Entre ellas destaca María Corina Machado, líder opositora y Premio Nobel de la Paz, quien desde el exilio en Estados Unidos ha prometido regresar a Venezuela “cuando el país vuelva a respirar libertad”. Su exclusión, recogida en el artículo 9 de la norma, refleja las heridas abiertas de un sistema judicial aún condicionado por el legado chavista.
Una sociedad cansada, pero en pie
En las afueras de cárceles y calabozos, familiares de presos políticos han seguido minuto a minuto las votaciones. Algunos llevan más de dos meses acampando, esperando el anuncio que devuelva a sus seres queridos.
“Mientras no los veamos afuera, no dejaremos de luchar”, declaró Petra Vera, cuyo cuñado está detenido en Caracas.
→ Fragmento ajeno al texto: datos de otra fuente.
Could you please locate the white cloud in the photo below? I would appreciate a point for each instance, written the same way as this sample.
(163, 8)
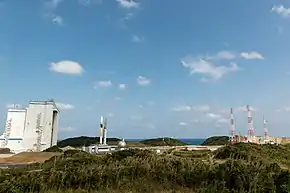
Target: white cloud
(118, 98)
(58, 20)
(135, 117)
(150, 103)
(137, 39)
(122, 86)
(149, 126)
(223, 120)
(183, 124)
(67, 67)
(244, 109)
(199, 108)
(252, 56)
(110, 115)
(106, 83)
(10, 106)
(227, 55)
(207, 68)
(213, 116)
(67, 129)
(64, 106)
(85, 2)
(143, 81)
(49, 12)
(284, 109)
(182, 108)
(231, 55)
(281, 10)
(52, 4)
(128, 4)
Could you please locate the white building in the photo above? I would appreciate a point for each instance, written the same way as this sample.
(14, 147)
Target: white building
(31, 129)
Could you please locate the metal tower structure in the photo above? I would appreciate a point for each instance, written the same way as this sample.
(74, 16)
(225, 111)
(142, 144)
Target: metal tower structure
(39, 132)
(7, 132)
(251, 130)
(232, 126)
(265, 127)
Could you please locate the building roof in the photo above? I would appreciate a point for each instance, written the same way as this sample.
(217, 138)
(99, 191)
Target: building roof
(47, 102)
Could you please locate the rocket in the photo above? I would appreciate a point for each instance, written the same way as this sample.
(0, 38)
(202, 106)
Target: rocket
(250, 122)
(101, 129)
(105, 131)
(265, 127)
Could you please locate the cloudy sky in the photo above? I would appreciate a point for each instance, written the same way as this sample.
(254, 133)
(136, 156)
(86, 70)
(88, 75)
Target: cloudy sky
(153, 67)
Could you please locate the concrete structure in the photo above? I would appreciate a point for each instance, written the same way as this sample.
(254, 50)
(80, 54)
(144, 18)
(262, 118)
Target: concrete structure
(31, 129)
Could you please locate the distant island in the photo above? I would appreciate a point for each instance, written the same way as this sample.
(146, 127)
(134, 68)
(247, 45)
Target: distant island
(87, 141)
(216, 140)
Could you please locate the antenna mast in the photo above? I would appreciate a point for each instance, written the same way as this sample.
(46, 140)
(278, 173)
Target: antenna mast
(39, 132)
(251, 130)
(232, 129)
(105, 131)
(265, 127)
(101, 129)
(7, 132)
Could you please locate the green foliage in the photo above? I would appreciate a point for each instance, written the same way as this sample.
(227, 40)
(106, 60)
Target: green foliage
(4, 151)
(53, 149)
(239, 168)
(216, 140)
(163, 142)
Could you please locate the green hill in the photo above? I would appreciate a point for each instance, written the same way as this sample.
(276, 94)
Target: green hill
(235, 168)
(216, 140)
(163, 142)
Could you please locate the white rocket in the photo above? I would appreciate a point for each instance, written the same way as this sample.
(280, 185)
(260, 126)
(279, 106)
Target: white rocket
(101, 129)
(105, 131)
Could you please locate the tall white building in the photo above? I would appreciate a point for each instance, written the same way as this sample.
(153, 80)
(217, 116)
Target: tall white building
(31, 129)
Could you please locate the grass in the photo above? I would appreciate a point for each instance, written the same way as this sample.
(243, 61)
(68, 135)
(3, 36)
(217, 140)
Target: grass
(29, 157)
(238, 168)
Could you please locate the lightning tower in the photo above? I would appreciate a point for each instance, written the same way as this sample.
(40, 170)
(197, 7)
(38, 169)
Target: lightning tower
(265, 128)
(251, 130)
(232, 126)
(101, 130)
(105, 131)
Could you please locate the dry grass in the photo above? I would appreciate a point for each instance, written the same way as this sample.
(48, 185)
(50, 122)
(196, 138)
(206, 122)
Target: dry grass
(29, 157)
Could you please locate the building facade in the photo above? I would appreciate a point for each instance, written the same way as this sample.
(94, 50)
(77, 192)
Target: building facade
(32, 129)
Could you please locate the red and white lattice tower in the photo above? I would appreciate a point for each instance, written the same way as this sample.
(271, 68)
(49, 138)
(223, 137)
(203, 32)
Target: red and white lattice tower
(265, 127)
(251, 130)
(232, 126)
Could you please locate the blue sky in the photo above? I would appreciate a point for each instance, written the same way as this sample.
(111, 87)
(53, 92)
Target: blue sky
(154, 68)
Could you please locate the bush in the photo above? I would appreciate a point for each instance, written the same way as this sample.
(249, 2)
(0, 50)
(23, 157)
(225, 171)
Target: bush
(145, 171)
(53, 149)
(5, 151)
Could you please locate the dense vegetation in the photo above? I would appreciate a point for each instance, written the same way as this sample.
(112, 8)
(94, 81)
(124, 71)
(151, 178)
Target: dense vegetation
(5, 151)
(236, 168)
(216, 140)
(163, 142)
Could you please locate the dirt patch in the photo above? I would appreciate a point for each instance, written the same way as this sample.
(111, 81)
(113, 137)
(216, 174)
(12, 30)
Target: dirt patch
(29, 157)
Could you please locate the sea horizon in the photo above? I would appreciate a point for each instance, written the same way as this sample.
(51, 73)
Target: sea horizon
(189, 141)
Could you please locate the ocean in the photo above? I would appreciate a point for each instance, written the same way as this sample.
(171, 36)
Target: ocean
(188, 141)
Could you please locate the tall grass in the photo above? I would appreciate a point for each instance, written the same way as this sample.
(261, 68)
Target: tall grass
(144, 171)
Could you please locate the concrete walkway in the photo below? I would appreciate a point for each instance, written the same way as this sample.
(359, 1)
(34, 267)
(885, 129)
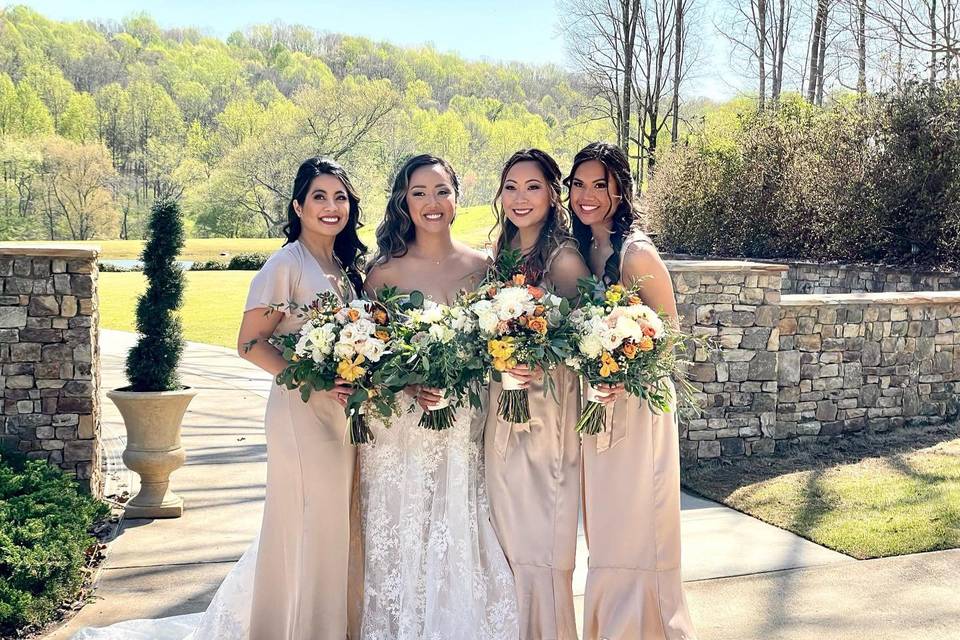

Escenas de llanto, oración y abrazos improvisados se repitieron frente al Helicoide, infame símbolo de la represión estatal, que Rodríguez ordenó cerrar de manera definitiva.
Según la ONG Foro Penal, unas 448 personas han sido liberadas condicionalmente desde el 8 de enero, mientras otras 644 continúan tras las rejas, muchas sin juicio ni garantías procesales.
Una amnistía a medias
La ley, aprobada por unanimidad en el Parlamento, pretende abarcar “toda persona procesada o condenada por delitos políticos en los 27 años del chavismo”. No obstante, excluye a quienes hayan sido acusados de colaborar con fuerzas extranjeras o “acciones armadas contra la soberanía”, una definición que el régimen ha usado históricamente para criminalizar cualquier disidencia.
“La persecución ha sido continua; no hay periodos blancos”, advirtió Gonzalo Himiob, director de Foro Penal. Defensores de derechos humanos critican que la amnistía no cubra todos los casos y recuerdan que la represión del chavismo fue sistemática, desde el golpe de 2002 hasta las protestas de 2024, dejando miles de víctimas entre torturados, exiliados y desaparecidos.
El giro en la política venezolana
La amnistía forma parte de una agenda más amplia de transición, que incluye la apertura petrolera, la estabilización económica y la restitución de relaciones diplomáticas con Estados Unidos, rotas desde 2019. Washington ya ha declarado estar “acompañando” el proceso de reconstrucción democrática tras la caída de Maduro, y se espera que respalde un nuevo ciclo electoral supervisado internacionalmente antes de 2027.
En paralelo, sectores de la oposición exigen que esta ley sea solo el primer paso hacia una depuración total del aparato chavista, eliminando estructuras de poder que aún controlan el sistema judicial, los medios públicos y parte de las fuerzas armadas.
“El país no puede sanar mientras los cómplices del chavismo sigan impunes”, expresó el diputado de oposición Daniel Heredia, quien llamó a conformar una comisión de verdad y justicia para documentar oficialmente las violaciones de derechos humanos cometidas desde la era de Chávez.
Un país en busca de redención
Aunque la amnistía simboliza una ruptura con el pasado, la reconciliación nacional será un proceso largo y complejo. Venezuela aún carga las cicatrices de un sistema que empobreció al pueblo, desangró su economía y fracturó su tejido social.
Hoy, sin embargo, la esperanza parece volver a tener rostro. Y ese rostro, para muchos venezolanos dentro y fuera del país, ya no es el del chavismo, sino el de una nación que comienza a despertar.